いかにも森見登美彦原作らしい、京大生の非モテルサンチマンに満ち満ちた世界観を、湯浅政明監督は『四畳半神話大系』で見せてくれたような、あの魔訶不思議な世界へと映像化してくれた。主人公役の星野源が棒読みであることさえ除けば(w)、とても良く出来た映画だった。

このほかにも良かった映画をいくつか。

『サウルの息子』は、人間をモノとして扱う「工場としてのアウシュビッツ」に対する最も根源的な次元でのプロテストが、モノ(死体)を人間として扱う「弔い」であることを説得的に描いた作品であった。

『世にも怪奇な物語』は、欧州の巨匠たちによるオムニバス作品。なかでもフェリーニ御大がお見事でした。

『美しい星』は、三島由紀夫原作の本質が「内容と文体のギャップ(に由来するお笑い)」にあることを吉田大八監督が見抜き、それを見事に映像化してみせた佳作であった。

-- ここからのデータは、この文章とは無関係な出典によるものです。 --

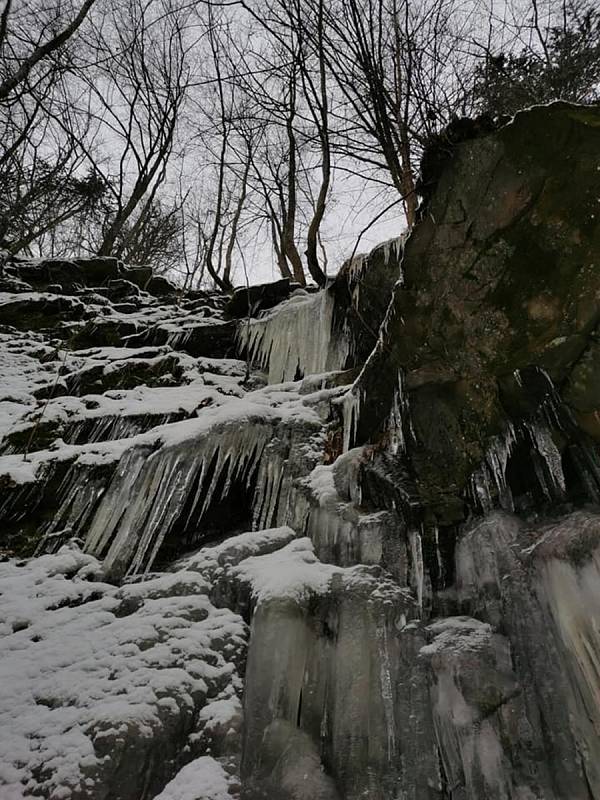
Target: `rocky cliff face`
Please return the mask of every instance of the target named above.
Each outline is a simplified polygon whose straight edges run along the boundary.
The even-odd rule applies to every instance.
[[[600,798],[600,112],[324,292],[8,264],[0,797]]]

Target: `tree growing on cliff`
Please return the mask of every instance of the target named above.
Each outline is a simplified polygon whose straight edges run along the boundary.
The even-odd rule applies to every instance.
[[[542,22],[542,17],[545,20]],[[514,49],[484,48],[474,70],[475,106],[491,115],[553,100],[600,100],[600,11],[587,2],[566,2],[542,14],[531,0],[514,26]]]

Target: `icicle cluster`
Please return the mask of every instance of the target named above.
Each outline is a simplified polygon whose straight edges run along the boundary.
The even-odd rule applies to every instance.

『ニュースの真相』は00年代のアメリカが舞台だが、まるで今日の日本を見ているかのようだ。怪文書を巡って繰り広げられる保守の政治指導者vsリベラル派のメディア人vs保守系ネット民という構図は、モリカケ騒動にさんざん振り回された日本でももはやおなじみのものだろう。

『オン・ザ・ハイウェイ その夜、86分』は、高速道路上で男がひたすら車内電話をかけ続けるという、ただそれだけの映画。にもかかわらず、グイグイと引きつけられる。いやぁ、これは完全にアイデアの勝利ですなぁ。

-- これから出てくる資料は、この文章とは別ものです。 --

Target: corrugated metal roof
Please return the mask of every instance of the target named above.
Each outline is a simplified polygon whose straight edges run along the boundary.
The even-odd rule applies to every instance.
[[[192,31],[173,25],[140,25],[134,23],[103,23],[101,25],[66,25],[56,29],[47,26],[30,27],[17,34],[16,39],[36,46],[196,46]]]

『ラ・ジュテ』も良かった。全編スチール・カット(静止画)という大胆な演出には、驚き。フランス映画って、こういう変わった演出の作品が多いですね。

 

今月も、本をたくさん読んだ。

映画同様、本も優れたものが多かったので、ベストをひとつ選ぶのが難しいのだが、社会学者・稲葉振一郎さんの『経済学という教養』を挙げることとしよう。例によってまだ更新が追いついていないが、来月上旬にはレビューを公開できるはずである。

この国の社会学者と呼ばれる人たちは、率直に言って経済オンチである。彼らが口癖のように言う「この国はもう成長しない」「モノの豊かさより心の豊かさ」といった言説のせいで、どれだけこの国の政策が迷走したことか。

そんななかにあって、稲葉さんは例外的に、社会学と経済学の橋渡し役を担おうとしている社会学者である。こういう人がもっと増えてくれればいいのに、と思わずにはいられない。

このほかには、先日公開した『もうダマされないための経済学講義』も良かった。若田部昌澄さんの本はとても分かりやすく、勉強になる。経済学についてもっと知りたい、勉強したいという一般の人々には、同じくリフレ派の経済学者である飯田泰之さんの著作とともに、若田部さんの本をおすすめしたい。

『経済政策で人は死ぬか?』も実に良い経済書だった。結論から言えば、経済政策(次第)で人は死ぬのである。不況期における財政出動の重要性と緊縮財政の危険性がよく分かる本だった。

ここまで経済書ばかり挙げているが(w)、仏教書も良いものが多かった。

ネルケ無方さんの『禅が教える「大人」になるための8つの修行』はそのひとつ。仏教は「無我」の教えを説くので誤解されがちだが、仏教は「自分をなくす教え」ではない。「自分を大切にする教え」だったのだ。

そのネルケさんはじめ5人の僧侶が書いた『僧侶が語る死の正体』も良かった。南直哉さん、釈徹宗さんの話の面白さは相変わらずだが、個人的には上座部仏教のお坊さんたちの話をはじめて聞けたのが大きな収穫だった。